As US Job Market Softens, Minority Gains at Risk

Economic analysts examining the labor market’s recovery from the COVID-19 pandemic note a trend where minority and less-educated workers, particularly those from Black and Hispanic communities, have experienced more significant employment gains compared to their white or college-educated counterparts. However, there is now a growing concern that these groups might bear the brunt of rising unemployment as the demand for labor starts to decline.

William M. Rodgers III, Vice President and Director of the Institute for Economic Equity at the St. Louis Federal Reserve, shared insights at a recent Boston Fed labor market conference. Rodgers indicated that despite a slight increase in the unemployment rate from April’s historic low of 3.4%, the employment landscape has not significantly diverged for different racial groups, genders, or educational levels.

During the recovery period, starting in March 2022, which coincided with the Federal Reserve’s interest rate hikes and consistently low unemployment rates below 4%, disadvantaged groups have maintained their employment gains from the pandemic. This is evident in the employment-to-population ratios for Black men and women, which have remained higher on average from March 2022 through September 2023 than pre-pandemic levels. Similarly, employment rates for individuals without a high school diploma have shown an upward trend, contrasting with the static figures for more educated groups.

However, younger workers, particularly young Blacks not in school, are beginning to see deteriorating job prospects, signaling that the benefits of the current labor market may not be sustainable.

Rodgers noted that while there hasn’t been a significant increase in unemployment rates for most population segments, there is a concerning uptick in joblessness among young people. Echoing this sentiment, Torsten Slok, Chief Economist at Apollo Global Management, highlighted the increase in unemployment rates among 16- to 19-year-olds from 9.2% in April to 13.2% in October as a potential indicator of broader labor market challenges.

The Federal Reserve, grappling with the highest inflation rates in four decades, embarked on an aggressive interest rate hiking campaign from March 2022 through July. The aim was to curb inflation while preserving the employment gains of recent years. Fed Chair Jerome Powell often referred to 2019 as an ideal economic state, with low unemployment and inflation, wage growth favoring lower-paid workers, and a narrowing unemployment gap between white and minority workers.
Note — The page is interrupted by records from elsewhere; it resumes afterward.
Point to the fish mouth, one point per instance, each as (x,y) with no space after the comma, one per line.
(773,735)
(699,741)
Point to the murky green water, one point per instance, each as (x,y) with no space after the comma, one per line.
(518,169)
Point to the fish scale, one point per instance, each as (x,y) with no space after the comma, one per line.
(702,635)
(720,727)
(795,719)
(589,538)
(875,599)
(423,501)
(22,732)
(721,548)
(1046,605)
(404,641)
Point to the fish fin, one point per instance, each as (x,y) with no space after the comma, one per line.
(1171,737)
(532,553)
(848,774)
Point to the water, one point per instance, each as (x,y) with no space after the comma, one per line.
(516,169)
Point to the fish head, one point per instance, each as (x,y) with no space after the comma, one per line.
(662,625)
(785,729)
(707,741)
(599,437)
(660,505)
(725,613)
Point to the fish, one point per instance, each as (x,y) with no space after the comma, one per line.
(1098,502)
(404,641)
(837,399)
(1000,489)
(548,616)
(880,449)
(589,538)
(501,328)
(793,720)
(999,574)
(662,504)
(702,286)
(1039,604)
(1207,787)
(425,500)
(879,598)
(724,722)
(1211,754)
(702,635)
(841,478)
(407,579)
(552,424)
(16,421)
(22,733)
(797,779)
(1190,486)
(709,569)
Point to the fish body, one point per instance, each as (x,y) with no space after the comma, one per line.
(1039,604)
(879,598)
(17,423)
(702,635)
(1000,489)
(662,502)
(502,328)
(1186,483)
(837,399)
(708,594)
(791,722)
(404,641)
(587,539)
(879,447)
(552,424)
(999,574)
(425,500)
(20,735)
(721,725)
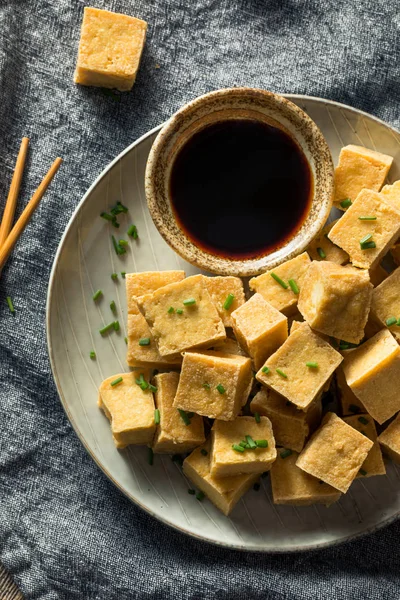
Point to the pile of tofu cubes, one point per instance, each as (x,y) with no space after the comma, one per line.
(236,384)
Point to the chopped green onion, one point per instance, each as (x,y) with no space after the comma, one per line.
(184,416)
(293,286)
(262,443)
(189,302)
(285,453)
(10,305)
(346,203)
(281,373)
(228,302)
(106,328)
(237,448)
(279,280)
(391,321)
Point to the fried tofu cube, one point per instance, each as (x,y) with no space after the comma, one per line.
(195,325)
(110,49)
(335,453)
(148,354)
(373,464)
(290,425)
(214,384)
(373,373)
(385,305)
(260,328)
(390,440)
(287,372)
(321,248)
(359,168)
(336,300)
(219,289)
(290,485)
(283,299)
(172,435)
(226,435)
(349,403)
(350,231)
(129,409)
(224,492)
(147,282)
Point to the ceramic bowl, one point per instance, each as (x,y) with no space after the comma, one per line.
(237,103)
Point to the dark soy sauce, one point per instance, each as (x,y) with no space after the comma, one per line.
(240,188)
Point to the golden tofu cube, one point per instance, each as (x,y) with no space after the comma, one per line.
(373,464)
(349,403)
(260,328)
(110,48)
(213,384)
(335,453)
(224,492)
(373,373)
(195,325)
(173,436)
(219,289)
(385,305)
(226,461)
(335,300)
(287,372)
(359,168)
(389,440)
(321,248)
(350,231)
(140,284)
(283,299)
(138,354)
(290,485)
(129,409)
(290,425)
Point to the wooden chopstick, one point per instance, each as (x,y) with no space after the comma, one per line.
(12,198)
(27,213)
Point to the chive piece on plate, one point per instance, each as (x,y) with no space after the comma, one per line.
(293,286)
(228,302)
(279,280)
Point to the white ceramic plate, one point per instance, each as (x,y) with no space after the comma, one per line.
(84,262)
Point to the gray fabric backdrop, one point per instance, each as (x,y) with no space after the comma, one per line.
(65,531)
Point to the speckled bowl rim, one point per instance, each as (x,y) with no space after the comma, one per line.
(158,170)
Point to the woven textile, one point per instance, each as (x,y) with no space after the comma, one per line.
(65,531)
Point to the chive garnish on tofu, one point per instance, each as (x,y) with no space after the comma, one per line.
(228,302)
(293,286)
(279,280)
(346,203)
(10,305)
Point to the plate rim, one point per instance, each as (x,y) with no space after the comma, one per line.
(131,497)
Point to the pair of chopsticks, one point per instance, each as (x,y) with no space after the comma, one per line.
(8,234)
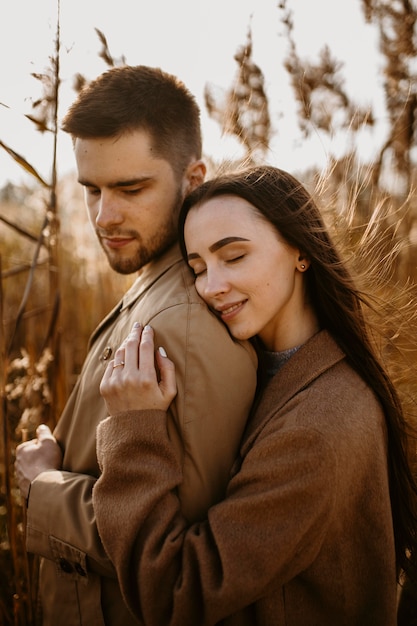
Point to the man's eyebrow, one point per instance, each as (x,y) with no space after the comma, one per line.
(118,183)
(217,245)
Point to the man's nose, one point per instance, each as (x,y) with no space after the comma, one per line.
(108,213)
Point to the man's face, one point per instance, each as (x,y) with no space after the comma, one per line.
(132,198)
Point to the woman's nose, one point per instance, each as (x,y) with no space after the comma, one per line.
(215,284)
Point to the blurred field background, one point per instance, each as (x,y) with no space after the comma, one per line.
(55,283)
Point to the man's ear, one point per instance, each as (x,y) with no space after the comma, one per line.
(194,176)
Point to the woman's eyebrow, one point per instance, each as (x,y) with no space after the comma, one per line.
(225,242)
(216,246)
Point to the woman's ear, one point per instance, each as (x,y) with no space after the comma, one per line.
(303,263)
(194,176)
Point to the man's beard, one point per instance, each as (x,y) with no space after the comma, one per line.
(144,253)
(154,248)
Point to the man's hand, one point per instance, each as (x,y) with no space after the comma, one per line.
(36,456)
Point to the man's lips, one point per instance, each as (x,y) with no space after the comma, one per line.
(116,242)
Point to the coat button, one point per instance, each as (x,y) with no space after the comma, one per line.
(65,566)
(80,570)
(106,353)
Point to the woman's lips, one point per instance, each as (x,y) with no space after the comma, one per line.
(229,311)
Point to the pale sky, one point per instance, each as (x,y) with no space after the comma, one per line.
(194,39)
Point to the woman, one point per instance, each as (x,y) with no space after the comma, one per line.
(319,513)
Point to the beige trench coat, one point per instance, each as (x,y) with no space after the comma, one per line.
(216,385)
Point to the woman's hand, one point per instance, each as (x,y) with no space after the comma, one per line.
(131,381)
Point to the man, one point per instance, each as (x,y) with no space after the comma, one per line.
(137,142)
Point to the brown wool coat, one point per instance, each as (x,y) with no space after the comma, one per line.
(78,585)
(304,536)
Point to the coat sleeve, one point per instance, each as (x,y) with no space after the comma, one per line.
(216,385)
(174,573)
(216,379)
(61,524)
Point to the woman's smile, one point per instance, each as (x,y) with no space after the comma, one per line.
(246,271)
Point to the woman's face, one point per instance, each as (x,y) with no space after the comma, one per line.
(247,272)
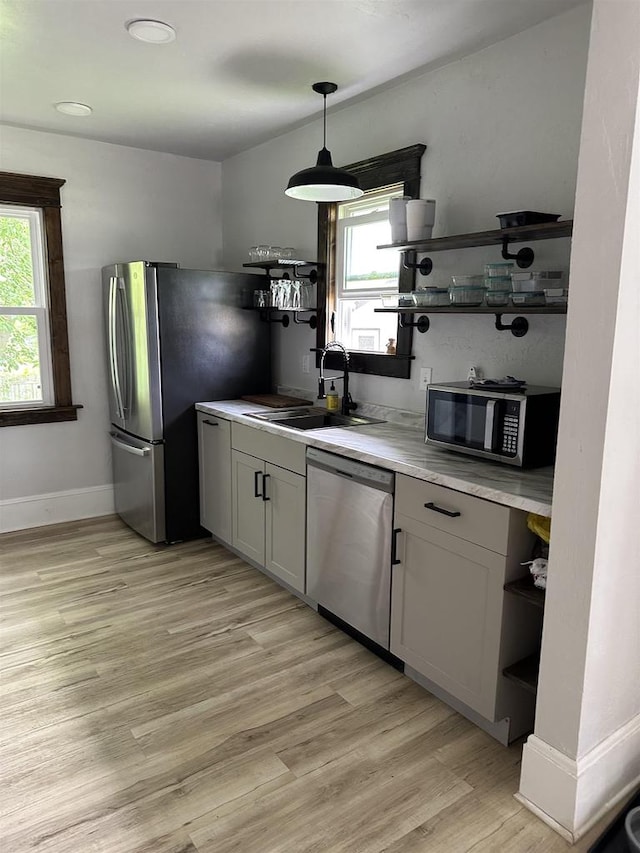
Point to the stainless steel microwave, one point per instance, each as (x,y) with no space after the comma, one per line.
(517,427)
This period led to a reassessment among Fed officials about the lowest sustainable unemployment rate without risking inflation. Recent research suggests the existence of untapped labor pools that become accessible only in a tight job market, arguing for a more lenient monetary policy.

As inflation shows signs of slowing, the Fed awaits to see if it has achieved the challenging “soft landing” and whether the pandemic’s unique circumstances have altered the distribution of jobs, income, and opportunities across the economy.

A JPMorgan Chase Institute study found that median income gains for Black and Hispanic families outstripped inflation during the pandemic, with their inflation-adjusted incomes higher through August than at the end of 2019. In contrast, white and Asian incomes adjusted for inflation were slightly lower.

The study also revealed that workers in the lowest pay quartile saw a 6% real income increase since 2019, surpassing other income groups.

Despite the inflation challenges, “we still see real wage growth, particularly higher for Black and Hispanic families,” noted Chris Wheat, president of the institute. This growth might be attributed to changes in occupational and wage structures during the pandemic, necessitating higher wages for in-person services, and a general increase in workers’ bargaining power.

Cecilia Rouse, the former head of the Council of Economic Advisers under President Joe Biden and the incoming president of the Brookings Institution think tank, commented at the Boston Fed conference that the labor market recovery has been “remarkably equitable.” Yet, the upcoming months will be critical.

For instance, the unemployment rate gap between white and Black workers, which narrowed significantly after the economy reopened, has started to widen again. The percentage increase in unemployed Black individuals is nearly double that of whites.

Rouse highlighted that while pandemic-era programs provided a safety net and the tight job market offered many a foothold, the durability of these gains remains uncertain.